Questi momenti saranno soltanto una mia ricchezza, mia e solo mia, e tutte le lacrime che vorrei far scendere ora non resteranno nemmeno tra i ricordi, saranno lacrime mancate, un’occasione persa.

Tra me e me

Dopo due mesi no stop oggi ho trascorso la domenica in completo relax. Senza sveglia né pensieri quotidiani la giornata è quasi finita, ma sono contenta di aver ricaricato le batterie.
Sì perché in questi ultimi venti giorni mi sono sentita veramente scarica. Ho cambiato le mie abitudini tant’è che la mia vita ha subito scossoni a dir poco importanti.
Questi due mesi sono stati massacranti perché i miei due lavori sono concisi e ho trascorso i giorni a lavorare dalla mattina presto fino a tarda notte.

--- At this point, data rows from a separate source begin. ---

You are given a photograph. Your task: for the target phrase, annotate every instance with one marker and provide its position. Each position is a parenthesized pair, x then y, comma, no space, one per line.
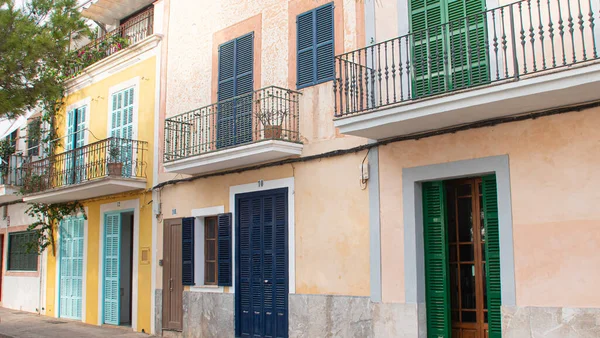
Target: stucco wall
(553,173)
(331,219)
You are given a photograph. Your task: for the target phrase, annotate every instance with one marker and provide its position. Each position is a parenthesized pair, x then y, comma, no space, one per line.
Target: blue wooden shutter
(315,42)
(187,251)
(224,249)
(325,54)
(492,254)
(305,56)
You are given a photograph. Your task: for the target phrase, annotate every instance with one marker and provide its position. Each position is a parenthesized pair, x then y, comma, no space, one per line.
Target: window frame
(9,254)
(216,255)
(314,46)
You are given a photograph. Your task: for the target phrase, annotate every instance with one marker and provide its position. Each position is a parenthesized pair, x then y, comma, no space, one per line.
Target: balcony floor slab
(242,155)
(109,185)
(573,85)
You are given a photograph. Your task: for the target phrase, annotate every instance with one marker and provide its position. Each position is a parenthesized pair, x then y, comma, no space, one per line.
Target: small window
(210,251)
(315,57)
(19,259)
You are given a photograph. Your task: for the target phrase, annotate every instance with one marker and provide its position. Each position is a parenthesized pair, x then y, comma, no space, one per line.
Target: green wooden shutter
(437,280)
(224,248)
(492,254)
(426,17)
(468,56)
(187,251)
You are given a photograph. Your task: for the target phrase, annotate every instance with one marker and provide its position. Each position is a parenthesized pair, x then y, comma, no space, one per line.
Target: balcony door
(121,146)
(449,45)
(75,169)
(236,84)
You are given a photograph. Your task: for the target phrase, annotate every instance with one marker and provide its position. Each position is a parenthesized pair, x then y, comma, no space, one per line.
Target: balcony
(11,178)
(106,167)
(129,33)
(521,57)
(248,129)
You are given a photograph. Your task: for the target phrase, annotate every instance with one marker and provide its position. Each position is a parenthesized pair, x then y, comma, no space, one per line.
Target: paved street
(15,324)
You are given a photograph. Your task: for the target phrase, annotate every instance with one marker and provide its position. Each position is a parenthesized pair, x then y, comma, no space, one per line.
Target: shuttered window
(19,259)
(224,249)
(436,260)
(492,253)
(315,43)
(187,251)
(448,56)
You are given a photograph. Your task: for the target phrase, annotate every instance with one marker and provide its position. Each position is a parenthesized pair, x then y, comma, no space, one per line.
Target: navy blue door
(261,288)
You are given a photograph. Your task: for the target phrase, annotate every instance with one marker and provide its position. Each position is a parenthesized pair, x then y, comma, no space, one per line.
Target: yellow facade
(98,93)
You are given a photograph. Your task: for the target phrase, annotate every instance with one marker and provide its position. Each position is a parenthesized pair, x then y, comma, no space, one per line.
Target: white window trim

È stato massacrante, ma è passato.
.. perché ormai un lavoro l’ho finito e ora mi resta solo quello a tempio pieno.
E dopo tre svenimenti in tre settimane, dopo aver scoperto che devo essere operata al ginocchio oggi finalmente è tutto finito.

Ieri è stato un sabato speciale. È stato un sabato in cui mi sono svegliata più tardi e sono uscita a fare shopping. Che lavorare senza poter fare quello shopping compulsivo che da sempre sognavo non immaginavo potesse succedere nella realtà.

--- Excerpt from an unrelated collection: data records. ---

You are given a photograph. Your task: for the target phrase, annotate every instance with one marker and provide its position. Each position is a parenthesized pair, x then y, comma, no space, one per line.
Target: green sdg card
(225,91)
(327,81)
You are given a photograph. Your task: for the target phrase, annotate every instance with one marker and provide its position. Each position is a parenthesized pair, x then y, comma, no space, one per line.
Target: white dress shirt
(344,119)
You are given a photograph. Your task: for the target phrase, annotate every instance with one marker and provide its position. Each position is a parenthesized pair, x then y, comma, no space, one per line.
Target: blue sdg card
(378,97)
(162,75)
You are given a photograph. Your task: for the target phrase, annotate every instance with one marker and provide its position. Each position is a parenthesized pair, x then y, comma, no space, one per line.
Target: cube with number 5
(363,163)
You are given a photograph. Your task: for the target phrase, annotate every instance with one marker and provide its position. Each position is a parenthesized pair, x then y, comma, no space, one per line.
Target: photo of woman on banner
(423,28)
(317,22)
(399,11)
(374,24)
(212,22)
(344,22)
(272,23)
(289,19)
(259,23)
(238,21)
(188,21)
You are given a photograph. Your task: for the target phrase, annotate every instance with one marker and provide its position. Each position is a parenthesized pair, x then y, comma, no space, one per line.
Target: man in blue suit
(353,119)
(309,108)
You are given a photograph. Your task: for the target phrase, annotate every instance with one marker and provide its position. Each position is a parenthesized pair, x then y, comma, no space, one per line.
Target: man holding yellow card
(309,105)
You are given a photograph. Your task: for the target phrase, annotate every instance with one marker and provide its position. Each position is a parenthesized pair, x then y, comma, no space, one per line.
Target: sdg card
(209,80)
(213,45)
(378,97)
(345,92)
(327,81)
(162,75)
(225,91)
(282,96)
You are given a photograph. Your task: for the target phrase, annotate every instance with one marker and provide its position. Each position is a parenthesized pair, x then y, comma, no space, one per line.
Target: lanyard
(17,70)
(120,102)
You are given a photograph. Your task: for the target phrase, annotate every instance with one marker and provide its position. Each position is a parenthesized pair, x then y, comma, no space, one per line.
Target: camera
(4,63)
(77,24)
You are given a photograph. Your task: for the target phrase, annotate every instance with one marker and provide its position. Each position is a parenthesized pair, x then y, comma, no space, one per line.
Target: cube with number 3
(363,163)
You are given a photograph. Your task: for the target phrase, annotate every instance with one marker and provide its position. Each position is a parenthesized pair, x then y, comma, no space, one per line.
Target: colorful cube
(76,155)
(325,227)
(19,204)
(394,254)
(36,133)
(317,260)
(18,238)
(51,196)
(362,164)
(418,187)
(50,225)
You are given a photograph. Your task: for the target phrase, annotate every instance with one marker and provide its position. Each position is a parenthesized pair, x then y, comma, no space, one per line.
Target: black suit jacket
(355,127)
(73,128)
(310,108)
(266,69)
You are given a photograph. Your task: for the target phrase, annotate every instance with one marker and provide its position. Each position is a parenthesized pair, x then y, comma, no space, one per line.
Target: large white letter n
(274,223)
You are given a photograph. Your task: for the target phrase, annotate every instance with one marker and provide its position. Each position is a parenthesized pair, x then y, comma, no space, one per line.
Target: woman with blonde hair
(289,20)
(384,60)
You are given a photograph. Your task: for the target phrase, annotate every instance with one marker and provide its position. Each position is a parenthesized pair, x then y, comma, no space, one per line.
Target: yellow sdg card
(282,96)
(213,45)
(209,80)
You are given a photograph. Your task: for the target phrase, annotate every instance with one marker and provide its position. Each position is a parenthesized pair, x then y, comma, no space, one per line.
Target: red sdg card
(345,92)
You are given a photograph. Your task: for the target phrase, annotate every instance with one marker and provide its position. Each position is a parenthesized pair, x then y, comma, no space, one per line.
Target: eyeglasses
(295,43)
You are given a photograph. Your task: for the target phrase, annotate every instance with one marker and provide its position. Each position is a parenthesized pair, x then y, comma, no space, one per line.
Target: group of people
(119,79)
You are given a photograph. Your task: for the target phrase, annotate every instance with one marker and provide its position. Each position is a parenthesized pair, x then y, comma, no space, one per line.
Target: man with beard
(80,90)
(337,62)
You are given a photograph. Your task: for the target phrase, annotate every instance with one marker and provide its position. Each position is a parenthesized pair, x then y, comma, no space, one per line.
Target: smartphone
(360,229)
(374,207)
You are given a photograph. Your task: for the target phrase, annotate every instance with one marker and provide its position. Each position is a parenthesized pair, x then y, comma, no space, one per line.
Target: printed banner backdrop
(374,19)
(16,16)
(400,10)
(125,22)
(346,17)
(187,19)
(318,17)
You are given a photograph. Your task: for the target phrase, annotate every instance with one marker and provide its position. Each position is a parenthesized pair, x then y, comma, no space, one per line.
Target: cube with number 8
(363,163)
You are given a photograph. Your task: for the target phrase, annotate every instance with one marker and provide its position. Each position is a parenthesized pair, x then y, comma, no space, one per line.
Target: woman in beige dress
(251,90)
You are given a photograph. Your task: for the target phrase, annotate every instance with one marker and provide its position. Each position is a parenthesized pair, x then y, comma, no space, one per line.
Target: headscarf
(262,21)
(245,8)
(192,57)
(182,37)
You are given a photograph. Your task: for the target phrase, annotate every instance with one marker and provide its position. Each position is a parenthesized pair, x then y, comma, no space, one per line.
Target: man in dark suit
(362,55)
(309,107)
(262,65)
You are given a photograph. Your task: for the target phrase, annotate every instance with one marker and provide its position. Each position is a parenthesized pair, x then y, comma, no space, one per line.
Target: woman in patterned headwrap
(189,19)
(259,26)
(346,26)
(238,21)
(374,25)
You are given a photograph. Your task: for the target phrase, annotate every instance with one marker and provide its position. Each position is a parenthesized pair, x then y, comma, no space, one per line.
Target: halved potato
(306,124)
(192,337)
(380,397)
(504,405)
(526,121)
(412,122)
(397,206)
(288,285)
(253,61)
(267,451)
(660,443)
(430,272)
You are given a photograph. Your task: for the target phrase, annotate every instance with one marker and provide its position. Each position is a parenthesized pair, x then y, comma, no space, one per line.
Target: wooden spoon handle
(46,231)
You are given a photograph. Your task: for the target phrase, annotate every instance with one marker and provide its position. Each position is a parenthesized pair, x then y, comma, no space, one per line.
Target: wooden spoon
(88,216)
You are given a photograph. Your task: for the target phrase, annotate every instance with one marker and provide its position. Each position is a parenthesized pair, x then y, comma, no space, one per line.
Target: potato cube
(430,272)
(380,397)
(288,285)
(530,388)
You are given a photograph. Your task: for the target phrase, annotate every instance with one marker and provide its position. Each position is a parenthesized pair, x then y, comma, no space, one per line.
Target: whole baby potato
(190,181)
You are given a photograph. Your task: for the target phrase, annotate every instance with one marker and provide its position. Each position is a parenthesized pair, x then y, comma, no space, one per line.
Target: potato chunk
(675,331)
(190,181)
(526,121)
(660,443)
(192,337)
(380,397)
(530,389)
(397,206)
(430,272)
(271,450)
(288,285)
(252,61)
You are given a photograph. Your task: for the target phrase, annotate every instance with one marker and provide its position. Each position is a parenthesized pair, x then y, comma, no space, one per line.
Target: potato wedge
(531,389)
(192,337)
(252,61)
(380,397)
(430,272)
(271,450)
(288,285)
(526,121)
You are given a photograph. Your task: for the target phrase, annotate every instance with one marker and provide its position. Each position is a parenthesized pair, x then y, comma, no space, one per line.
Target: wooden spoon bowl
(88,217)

Mi sono trattenuta battezzata e amata.

Mi sono sentita un pavone (mancato).
Ed è stato speciale fare un regalo ad entrambi i miei fratelli, un regalo più grande alla mia cara sorella che in questi mesi mi ha ascoltato, consolato e supportato sul fronte.
Ho speso quattrocento euro in due ore e non me ne sono pentita. Ho fatto regali come se fossi babbo natale e aspetto che arrivi la volta di regalare qualcosa anche a mia madre, che ieri è stata la mia accompagnatrice e qualcosa l’avrebbe voluta anche lei.
Ho ricaricato le batterie sì. E ho capito che un kg in meno si vede anche troppo, ma che non importa, perché meritavo soltanto un weekend di relax e pace.

Vorrei avere più tempo per me, questo sì, ma oggi è l’inizio di un nuovo periodo, in cui non ci saranno più  due lavori, no, ci sarà la primavera, il sole, le mail alle amiche lontane, le lacrime versate mentre penso al passato recente, penne nuove da consumare e nuove agende da riempire.

Ci saranno libri da acquistare, perché ora me lo posso permettere.